Os plantões emergenciais não seguem o tempo de 50 minutos das sessões psicoterápicas, podem durar uma ou até mesmo duas horas. Aqui, o objetivo é um: acolher. O intuito dos estagiários é demonstrar que o sofrimento daquela pessoa é visto e ouvido de forma qualificada. A partir desse trabalho, é avaliado se a necessidade é pontual ou se o paciente necessita de acompanhamento frequente.
É o momento em que a psicoterapia aparece. As sessões são semanais, o trabalho desenvolvido é lento e a relação paciente-psicólogo é construída sem pressa.. O horizonte de medos, inseguranças e incertezas com o tempo passa a dar lugar ao entendimento de que a vida não acontece em linha reta – mas em curvas –, essa é a beleza do encontro.
Embora seja um auxílio para a comunidade acadêmica da UFC e para a sociedade, o equipamento enfrenta obstáculos, sendo o principal a sua localização. Ingrid Vitória, assim como Camilo, é estagiária da clínica, estudante no décimo semestre de Psicologia, e desabafa sobre esse desafio, “é uma localização um pouco escondida. Muitas pessoas não sabem onde fica localizada a clínica escola”, a reclamação é conjunta dos estagiários.
José Olinda, diretor da Clínica Escola, também traz esse assunto à tona, “nesse momento, nós estamos reivindicando novos espaços, onde a gente possa pensar para além da clínica escola de psicologia”. O desejo é integrar e ampliar esse serviço oferecido, indo além dos plantões e da psicoterapia.

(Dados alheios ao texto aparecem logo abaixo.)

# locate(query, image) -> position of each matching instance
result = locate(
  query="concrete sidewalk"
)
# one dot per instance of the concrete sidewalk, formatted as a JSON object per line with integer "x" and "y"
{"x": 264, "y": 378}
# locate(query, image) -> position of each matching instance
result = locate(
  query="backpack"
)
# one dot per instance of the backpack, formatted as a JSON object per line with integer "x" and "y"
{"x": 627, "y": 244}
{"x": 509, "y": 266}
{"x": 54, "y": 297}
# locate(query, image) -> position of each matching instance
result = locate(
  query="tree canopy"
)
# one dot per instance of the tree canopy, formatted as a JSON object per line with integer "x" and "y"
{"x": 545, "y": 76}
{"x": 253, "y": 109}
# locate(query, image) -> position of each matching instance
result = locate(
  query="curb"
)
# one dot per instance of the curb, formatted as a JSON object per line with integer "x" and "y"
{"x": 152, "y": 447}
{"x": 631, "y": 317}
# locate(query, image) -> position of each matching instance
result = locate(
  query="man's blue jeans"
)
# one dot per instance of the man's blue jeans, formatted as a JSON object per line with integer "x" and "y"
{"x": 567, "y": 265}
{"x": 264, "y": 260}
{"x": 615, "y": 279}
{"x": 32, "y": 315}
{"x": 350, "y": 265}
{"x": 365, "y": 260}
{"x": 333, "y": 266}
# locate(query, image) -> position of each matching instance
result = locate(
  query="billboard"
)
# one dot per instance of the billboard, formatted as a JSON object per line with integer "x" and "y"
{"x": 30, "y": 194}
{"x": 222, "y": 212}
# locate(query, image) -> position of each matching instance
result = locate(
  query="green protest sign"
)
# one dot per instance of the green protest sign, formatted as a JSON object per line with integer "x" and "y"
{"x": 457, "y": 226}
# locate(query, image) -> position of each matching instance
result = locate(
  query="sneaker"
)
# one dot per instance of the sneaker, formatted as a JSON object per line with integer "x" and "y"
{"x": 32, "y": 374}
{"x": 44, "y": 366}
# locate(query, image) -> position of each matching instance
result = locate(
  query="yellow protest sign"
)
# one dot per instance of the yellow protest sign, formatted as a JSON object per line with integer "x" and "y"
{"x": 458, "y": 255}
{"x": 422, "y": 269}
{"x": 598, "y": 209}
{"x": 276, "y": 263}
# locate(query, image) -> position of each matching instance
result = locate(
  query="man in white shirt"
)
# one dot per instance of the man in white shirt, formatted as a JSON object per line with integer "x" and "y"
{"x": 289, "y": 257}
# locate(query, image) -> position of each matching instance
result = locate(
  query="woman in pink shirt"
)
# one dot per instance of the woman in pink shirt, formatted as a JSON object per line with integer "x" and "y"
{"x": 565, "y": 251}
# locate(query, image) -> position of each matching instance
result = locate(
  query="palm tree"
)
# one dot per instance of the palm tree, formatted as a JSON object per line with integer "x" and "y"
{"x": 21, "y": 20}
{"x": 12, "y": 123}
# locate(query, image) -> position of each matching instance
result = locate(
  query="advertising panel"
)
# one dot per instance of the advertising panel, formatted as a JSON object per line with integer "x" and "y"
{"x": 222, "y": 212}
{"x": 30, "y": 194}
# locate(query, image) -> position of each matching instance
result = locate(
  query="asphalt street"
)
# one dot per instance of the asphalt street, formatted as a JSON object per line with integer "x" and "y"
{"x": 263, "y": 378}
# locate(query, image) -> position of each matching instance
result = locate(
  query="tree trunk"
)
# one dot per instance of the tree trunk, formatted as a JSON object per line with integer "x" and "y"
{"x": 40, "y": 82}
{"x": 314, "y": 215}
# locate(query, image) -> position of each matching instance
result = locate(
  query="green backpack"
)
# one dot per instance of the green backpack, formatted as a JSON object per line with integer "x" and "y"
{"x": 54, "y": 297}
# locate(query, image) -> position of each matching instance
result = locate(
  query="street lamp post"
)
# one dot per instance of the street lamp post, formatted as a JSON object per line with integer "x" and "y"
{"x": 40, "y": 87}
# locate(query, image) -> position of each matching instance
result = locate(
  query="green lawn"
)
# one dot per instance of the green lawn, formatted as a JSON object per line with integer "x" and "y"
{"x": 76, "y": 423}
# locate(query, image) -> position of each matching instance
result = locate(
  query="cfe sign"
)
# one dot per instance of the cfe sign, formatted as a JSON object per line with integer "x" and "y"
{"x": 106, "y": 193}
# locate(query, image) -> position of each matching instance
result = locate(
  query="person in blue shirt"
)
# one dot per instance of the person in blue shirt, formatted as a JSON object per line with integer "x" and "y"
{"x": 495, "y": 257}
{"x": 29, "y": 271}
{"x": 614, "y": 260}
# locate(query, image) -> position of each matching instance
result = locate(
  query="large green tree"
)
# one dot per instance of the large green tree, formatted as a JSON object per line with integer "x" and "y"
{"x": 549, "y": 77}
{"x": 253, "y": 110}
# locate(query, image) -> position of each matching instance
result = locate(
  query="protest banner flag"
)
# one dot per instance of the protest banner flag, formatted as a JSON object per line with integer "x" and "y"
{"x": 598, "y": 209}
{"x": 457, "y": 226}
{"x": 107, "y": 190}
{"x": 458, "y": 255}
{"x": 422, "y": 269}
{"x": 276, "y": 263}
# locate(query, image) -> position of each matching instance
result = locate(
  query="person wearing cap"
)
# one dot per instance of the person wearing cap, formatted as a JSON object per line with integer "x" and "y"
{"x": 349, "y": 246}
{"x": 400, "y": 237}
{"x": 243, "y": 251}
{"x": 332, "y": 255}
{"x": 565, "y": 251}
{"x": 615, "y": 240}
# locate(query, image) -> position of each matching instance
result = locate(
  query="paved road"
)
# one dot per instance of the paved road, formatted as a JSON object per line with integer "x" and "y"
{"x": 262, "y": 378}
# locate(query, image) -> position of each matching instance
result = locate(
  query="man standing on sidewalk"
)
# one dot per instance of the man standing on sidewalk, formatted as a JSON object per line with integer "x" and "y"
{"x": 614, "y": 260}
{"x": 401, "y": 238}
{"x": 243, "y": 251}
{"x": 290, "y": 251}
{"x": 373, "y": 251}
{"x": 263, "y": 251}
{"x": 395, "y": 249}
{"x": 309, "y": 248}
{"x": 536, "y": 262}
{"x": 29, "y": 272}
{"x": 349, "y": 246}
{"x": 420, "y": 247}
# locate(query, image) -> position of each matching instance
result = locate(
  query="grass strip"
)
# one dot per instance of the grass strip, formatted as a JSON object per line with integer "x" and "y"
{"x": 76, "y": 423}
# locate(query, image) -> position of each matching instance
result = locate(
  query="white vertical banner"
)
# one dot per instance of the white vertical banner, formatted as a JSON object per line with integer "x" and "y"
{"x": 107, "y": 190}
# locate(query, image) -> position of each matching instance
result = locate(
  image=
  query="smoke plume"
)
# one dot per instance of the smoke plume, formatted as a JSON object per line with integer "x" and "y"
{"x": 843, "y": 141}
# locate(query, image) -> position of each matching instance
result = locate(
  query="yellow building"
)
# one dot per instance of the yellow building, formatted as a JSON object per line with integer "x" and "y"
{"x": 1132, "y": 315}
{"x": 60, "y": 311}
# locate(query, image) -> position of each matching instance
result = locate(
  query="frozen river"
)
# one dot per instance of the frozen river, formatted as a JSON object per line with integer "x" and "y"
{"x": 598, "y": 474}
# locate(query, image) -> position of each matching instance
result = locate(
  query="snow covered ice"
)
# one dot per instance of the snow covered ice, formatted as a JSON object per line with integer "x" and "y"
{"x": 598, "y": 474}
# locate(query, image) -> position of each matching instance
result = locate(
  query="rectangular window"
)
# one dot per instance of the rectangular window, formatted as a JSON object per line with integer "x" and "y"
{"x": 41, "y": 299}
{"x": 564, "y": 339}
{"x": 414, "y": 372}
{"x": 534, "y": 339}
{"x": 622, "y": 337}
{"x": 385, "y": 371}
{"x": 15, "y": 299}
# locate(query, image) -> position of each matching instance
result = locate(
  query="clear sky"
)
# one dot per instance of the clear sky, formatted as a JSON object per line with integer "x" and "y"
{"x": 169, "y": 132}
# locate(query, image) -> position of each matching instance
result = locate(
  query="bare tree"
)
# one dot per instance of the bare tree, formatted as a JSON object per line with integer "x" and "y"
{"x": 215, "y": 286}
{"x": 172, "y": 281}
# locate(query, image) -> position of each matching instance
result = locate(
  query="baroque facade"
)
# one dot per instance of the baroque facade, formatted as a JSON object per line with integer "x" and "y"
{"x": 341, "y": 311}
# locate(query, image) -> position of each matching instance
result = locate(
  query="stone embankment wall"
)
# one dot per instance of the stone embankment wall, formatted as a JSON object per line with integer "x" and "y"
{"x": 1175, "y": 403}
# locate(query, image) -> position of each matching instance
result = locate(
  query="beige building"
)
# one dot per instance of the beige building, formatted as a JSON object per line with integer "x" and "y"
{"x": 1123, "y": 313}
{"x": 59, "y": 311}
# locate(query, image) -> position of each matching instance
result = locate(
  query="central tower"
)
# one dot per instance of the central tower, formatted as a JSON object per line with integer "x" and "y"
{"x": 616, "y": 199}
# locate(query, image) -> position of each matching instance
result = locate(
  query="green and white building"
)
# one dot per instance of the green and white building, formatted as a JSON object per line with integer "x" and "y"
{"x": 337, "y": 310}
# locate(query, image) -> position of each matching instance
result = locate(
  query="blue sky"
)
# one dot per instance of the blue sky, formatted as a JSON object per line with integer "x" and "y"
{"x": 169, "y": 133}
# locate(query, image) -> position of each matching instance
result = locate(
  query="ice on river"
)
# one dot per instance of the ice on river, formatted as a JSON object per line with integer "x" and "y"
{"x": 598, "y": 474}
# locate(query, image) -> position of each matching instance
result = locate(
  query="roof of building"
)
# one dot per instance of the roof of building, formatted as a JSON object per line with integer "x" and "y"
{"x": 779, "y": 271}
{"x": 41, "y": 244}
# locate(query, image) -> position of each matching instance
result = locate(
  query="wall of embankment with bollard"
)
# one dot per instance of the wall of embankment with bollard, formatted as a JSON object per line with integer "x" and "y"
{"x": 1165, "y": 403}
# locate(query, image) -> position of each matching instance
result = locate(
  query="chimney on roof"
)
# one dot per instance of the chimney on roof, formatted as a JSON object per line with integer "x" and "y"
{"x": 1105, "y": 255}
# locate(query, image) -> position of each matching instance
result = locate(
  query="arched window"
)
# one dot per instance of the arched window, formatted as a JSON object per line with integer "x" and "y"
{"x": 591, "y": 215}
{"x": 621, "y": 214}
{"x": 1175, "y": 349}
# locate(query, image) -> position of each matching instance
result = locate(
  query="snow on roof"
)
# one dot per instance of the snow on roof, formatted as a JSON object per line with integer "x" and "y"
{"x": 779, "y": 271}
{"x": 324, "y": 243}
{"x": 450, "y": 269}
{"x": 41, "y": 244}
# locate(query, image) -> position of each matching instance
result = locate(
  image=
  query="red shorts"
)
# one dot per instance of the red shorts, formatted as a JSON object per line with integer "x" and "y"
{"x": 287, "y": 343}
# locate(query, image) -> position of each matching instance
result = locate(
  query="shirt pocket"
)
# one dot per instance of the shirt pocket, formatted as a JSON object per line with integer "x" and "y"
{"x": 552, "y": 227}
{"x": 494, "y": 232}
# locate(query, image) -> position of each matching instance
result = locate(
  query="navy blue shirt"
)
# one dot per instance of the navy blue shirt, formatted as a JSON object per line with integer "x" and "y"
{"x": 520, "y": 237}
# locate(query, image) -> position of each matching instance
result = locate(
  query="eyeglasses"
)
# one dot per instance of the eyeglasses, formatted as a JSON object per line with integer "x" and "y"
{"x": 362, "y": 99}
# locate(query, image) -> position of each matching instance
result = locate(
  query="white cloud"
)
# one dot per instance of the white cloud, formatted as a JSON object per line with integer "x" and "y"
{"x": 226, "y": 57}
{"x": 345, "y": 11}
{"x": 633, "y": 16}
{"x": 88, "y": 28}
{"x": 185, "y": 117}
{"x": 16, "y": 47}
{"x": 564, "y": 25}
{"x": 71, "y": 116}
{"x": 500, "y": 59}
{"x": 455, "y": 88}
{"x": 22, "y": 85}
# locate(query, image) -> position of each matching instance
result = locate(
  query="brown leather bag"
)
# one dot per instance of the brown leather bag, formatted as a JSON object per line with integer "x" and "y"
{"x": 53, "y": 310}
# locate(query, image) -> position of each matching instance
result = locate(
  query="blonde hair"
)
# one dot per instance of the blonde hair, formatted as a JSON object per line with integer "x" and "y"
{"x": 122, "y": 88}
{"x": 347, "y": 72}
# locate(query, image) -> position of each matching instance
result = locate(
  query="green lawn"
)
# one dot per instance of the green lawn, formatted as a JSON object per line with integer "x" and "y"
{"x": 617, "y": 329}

Sarah Montezuma fala sobre a isenção do governo em criar políticas que auxiliem todo esse processo, “o Estado tira essa lógica de que o dever é dele. É um Estado mínimo. O investimento do Estado no neoliberalismo é mínimo”. A baixa cobrança estatal vem de um local: o desmonte das coletividades, fazendo com que a lógica individualista cresça cada vez mais e a ideia de uma política pública passe a soar como um “favor” do governo
A clínica é uma dessas políticas públicas, que visa, além de ajudar na formação prática dos alunos, auxiliar a comunidade, oferecendo uma escuta supervisionada por profissionais. Ingrid explica que embora existam “outros dispositivos que a sociedade pode ter, como o Centro de Atenção Psicossocial (CAPS)”, é entendido que há uma fila de espera muito grande, “e a gente também pode ser uma ferramenta de auxílio, né, para atender essa grande demanda que hoje em dia surge”, comenta.
A clínica persiste como um lugar de ajuda acadêmica e comunitária, porque “eu acho que, apesar dos pesares, dessas dificuldades, a gente se mostra muito potente”, desabafa Ingrid, “a gente vai conseguindo dançar na corda bamba”, conclui.